- Born: March 15, 1931 Greensboro, Georgia, U.S.
- Died: March 27, 2019 (aged 88) Birmingham, Alabama, U.S.
- Occupations: Author, financial educator, life insurance agent
- Known for: Infinite Banking Concept
- Notable work: Becoming Your Own Banker

= R. Nelson Nash =

American author and creator of the Infinite Banking Concept

Robert Nelson Nash (March 15, 1931 – March 27, 2019) was an American life insurance agent and author. He developed the Infinite Banking Concept (IBC), a financial strategy involving the use of dividend-paying whole life insurance policies for personal financing. He described the approach in his 2000 book Becoming Your Own Banker and founded the Nelson Nash Institute to provide education on the concept.

== Biography ==
Nash was born on March 15, 1931, in Greene County, Georgia, and was raised in Athens, Georgia. He graduated from the University of Georgia in 1952 with a Bachelor of Science degree in forestry. After completing his undergraduate studies, he married Mary Edwards Williams, with whom he had three children. From 1952 to 1954, he served in the United States Air Force as an aerial photo interpreter. He later joined the North Carolina Army National Guard as a pilot and served for approximately 30 years, earning the Master Army Aviator designation.

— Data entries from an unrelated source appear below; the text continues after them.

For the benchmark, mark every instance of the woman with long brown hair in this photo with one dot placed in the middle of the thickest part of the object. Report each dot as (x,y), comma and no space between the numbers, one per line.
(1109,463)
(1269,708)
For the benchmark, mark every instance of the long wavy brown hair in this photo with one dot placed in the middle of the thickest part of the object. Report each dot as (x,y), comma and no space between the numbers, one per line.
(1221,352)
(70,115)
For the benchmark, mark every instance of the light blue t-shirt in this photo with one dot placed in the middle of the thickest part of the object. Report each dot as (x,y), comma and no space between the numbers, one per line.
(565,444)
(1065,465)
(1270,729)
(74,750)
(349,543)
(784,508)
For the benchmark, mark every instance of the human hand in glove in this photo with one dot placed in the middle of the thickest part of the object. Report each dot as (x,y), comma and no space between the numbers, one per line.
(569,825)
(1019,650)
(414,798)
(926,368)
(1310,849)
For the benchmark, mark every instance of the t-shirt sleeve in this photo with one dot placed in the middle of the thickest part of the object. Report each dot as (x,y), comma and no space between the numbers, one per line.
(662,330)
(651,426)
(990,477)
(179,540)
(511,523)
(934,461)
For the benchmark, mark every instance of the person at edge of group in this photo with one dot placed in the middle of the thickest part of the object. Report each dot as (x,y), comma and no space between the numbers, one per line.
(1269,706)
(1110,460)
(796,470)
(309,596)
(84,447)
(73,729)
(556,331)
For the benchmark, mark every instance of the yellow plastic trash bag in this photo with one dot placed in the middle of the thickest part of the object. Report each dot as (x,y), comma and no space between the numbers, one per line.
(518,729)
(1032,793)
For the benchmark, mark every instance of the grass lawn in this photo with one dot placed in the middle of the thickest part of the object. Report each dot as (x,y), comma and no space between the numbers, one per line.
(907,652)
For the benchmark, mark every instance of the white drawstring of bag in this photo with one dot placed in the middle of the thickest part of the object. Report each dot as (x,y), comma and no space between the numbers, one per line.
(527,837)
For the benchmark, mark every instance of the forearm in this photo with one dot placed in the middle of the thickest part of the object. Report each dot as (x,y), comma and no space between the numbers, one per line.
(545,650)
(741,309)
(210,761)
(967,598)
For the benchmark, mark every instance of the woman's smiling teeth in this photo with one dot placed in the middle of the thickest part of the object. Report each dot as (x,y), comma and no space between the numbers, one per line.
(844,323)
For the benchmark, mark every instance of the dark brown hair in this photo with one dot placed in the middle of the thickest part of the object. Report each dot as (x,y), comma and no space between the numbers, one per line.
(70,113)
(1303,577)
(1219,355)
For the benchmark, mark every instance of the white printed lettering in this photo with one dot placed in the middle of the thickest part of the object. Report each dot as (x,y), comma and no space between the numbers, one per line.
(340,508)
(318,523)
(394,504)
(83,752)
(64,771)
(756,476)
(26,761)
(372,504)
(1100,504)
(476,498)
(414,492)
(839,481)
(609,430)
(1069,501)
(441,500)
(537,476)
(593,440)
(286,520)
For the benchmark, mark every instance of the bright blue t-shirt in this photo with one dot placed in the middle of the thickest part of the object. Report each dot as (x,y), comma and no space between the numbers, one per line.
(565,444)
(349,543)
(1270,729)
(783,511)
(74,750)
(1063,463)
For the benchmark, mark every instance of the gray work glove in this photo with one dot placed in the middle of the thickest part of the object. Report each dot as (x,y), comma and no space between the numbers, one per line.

In 1963, Nash relocated to Birmingham, Alabama. In 1964, he entered the life insurance industry and worked as a life insurance agent for more than three decades, representing companies including Equitable Life Assurance Society and Guardian Life Insurance Company. He earned the Chartered Life Underwriter (CLU) designation and qualified as a lifetime member of the Million Dollar Round Table, a professional association of insurance and financial services professionals.

Nash was a member of the First Baptist Church of Birmingham for many years. He died on March 27, 2019, in Birmingham, Alabama, at the age of 88.

== Career and Infinite Banking Concept ==
In the late 20th century, Nash developed the Infinite Banking Concept (IBC), a personal finance strategy that involves the use of the cash value of dividend-paying whole life insurance policies for financing purposes. He stated that he formulated the concept in the early 1980s in response to high interest rates on bank loans. He later outlined the approach in his self-published book Becoming Your Own Banker (2000).

Following the publication of the book, Nash conducted seminars in the United States and Canada on the Infinite Banking Concept. In 2013, he was involved in the establishment of the Nelson Nash Institute, an organization created to provide education on the IBC strategy. The institute developed a practitioner program for financial professionals. Nash also authored a follow-up book, Building Your Warehouse of Wealth, and co-authored The Case for IBC (2018) with L. Carlos Lara and Robert P. Murphy.

== Reception and criticism ==
The Infinite Banking Concept has received both support and criticism within financial advisory and consumer finance discussions. Supporters state that the strategy may provide policyholders with access to liquidity and certain tax advantages associated with whole life insurance policies. Critics argue that whole life insurance policies typically involve higher premiums than term insurance and may not be suitable for all consumers.

Some personal finance commentators, including Dave Ramsey, have criticized the concept and described it as misleading. Financial professionals have also noted that borrowing against a policy's cash value can reduce the death benefit and, if not managed properly, may result in policy lapse or tax consequences.

== Selected works ==

Nash, R. Nelson. Becoming Your Own Banker. Nelson Nash Institute, 2000. ISBN 978-0972631617.

Nash, R. Nelson. Building Your Warehouse of Wealth. Nelson Nash Institute, 2011. ISBN 978-0963225665.

Nash, R. Nelson; Lara, L. Carlos; Murphy, Robert P. The Case for IBC. Nelson Nash Institute, 2018.